Saturday, February 16, 2008

Quit your honkin

So I’m standing at the corner of La Cienega and Beverly waiting to cross the boulevard when I hear a horn blasting. The light had turned green and the lady at the front of the line of cars had failed to realize that. That’s a problem because LA always has traffic and people don’t want to waste their lives sitting at the same light over and over again. We’ve all got places to be so that we can waste our lives doing other stuff like “networking” and quoting The Secret.
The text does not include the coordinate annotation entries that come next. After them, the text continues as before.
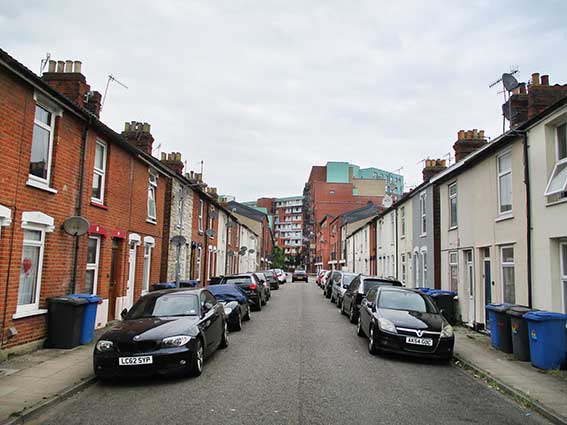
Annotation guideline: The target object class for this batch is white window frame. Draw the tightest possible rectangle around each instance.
[559,241,567,314]
[147,170,158,224]
[198,199,205,233]
[447,182,459,229]
[85,235,102,295]
[142,236,155,294]
[91,140,108,205]
[500,245,517,303]
[544,123,567,196]
[419,192,427,236]
[496,150,514,215]
[27,100,57,189]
This is however a great example of what the horn is for. You give it a tap and let the person ahead of you know that they can go ahead. I’ll admit that some times I like to even avoid that if I can. This particular honking D-bag (and passenger) was the worst kind because he wasn’t even behind the lady he was honking at. No, he was about 4 cars back, the perfect area to not know what is going on at the front of the line but still need to prove that your time is more important that the other three nobodies ahead of you. Plus the horn I heard on this day was in a tone that I immediately understood to be angry. Even though a car horn sounds the same every time you hit it, there are certain tricks to really proving what a tool you are in traffic and amazingly this guy ran through all of them at once, so we can use him as a text book example.

The Tricks:

1) Never be directly behind the person your honking at [we already covered that].
2) Skip the light “polite” honk and go directly to laying on the horn. Really slam your hand against your wheel, because I think it actually makes a difference on the outside. You’ll have to put down whatever expensive coffee you’re drinking to do it right, but you’ll know you’re successful if your expensive watch scuffed the Land Rover emblem on your wheel. It might even help if you yell cuss words and assume out loud that the person you’re honking at is a moron. The most important part of step 2 is that you hold on the horn so long that the droning sound seems to change tones slightly and everyone around you actually becomes more annoyed with the noise than the fact that they aren’t moving.
3) Abandon the long honk and now start with the shotgun blasts. This honk is not what you would call staccato but really more like about 1.5 seconds long.
4) Develop a rhythm with your short honks, spacing the pauses and the honks evenly. Nothing says “I’m the center of the universe” quite like honking in a pattern.
5) Speed up your short honks to double-time. It’ll really teach that person at the front of the line a lesson. You don’t take this crap from anyone, no sir, you and your ego march to the beat of your own horn. Keep in mind that all of this has to take place so fast that you completely drown out the NPR you were listening to.
6) As the cars start to move be sure to really gun the engine and let that V8 sing so everyone know you’re in a hurry, but then slam on the breaks so as to avoid hitting the car directly in front of you, cause that would just look silly.
7) As you approach the corner where the light is both you and your passenger turn and look at the guy standing there [me] and shrug your shoulders as if to say. “What was that lady’s problem?” It’s a bold move to assume that everyone else feels the way you do about losing 20 extra seconds, but you’re obviously a bold person. This shrug is basically your way of drafting other people on to team A-hole.
8) Finally, hit the gas and speed ahead so you can briefly pull up next to the person you’ve been correcting and stare at her for a bit. Otherwise how else will she ever learn the right way to act in an automobile?